ムーを愛読する少年が出会うことになる少女は、自分のことを魔法使いだと言い張る。彼女の言動はまさに電波で、主人公はそれに巻き込まれることになるのだが、果たして本当に電波なのか。

 

読んでいて、誰が本当のことを言っているのか分からなくなった。主人公もいい加減に世間を斜めに見ている学生で、彼女のことを電波だという。けれど、始めから主人公の方が幻想を見ているだけなのではないかという思いに駆られる。

 

ふわふわと漂うように不安な気持ちにさせる雰囲気は良かった。

 

また、物語は学生と大人の狭間、現実と妄想の狭間、そういう部分を描いている。
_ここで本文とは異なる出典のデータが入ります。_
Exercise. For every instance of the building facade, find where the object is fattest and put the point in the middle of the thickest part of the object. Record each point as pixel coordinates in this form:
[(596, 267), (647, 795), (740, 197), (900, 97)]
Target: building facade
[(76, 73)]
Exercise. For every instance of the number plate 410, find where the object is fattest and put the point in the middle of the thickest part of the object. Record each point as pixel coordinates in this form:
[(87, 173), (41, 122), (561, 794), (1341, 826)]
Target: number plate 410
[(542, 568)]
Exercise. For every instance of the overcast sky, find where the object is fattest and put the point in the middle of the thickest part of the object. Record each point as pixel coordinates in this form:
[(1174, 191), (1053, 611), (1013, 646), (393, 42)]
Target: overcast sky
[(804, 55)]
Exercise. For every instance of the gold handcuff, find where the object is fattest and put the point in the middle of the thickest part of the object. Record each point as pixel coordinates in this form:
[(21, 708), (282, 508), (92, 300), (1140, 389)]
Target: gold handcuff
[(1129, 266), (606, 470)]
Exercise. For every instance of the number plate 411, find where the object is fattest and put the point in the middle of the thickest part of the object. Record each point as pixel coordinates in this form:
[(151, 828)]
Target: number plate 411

現実は生きていくのがとても辛い、妄想は生きていくのが楽だ。なら、どちらがいいのか。

 

学生らしい考え方は誰もが通る道、それを少し大人になった読み手が読むことで妄想している、そんな現実に出合えていることが羨ましく映ったし、行動できることが青春。

 

現実と妄想で選択を迫られたとき、自分はどちらを取るだろうかと、興味深かった。物語を読み終わったときに、主人公がどうなるのか。つかみどころがないけれど、何かをつかめるかもしれない。

 

面白かった。

 

 Presented by Minai.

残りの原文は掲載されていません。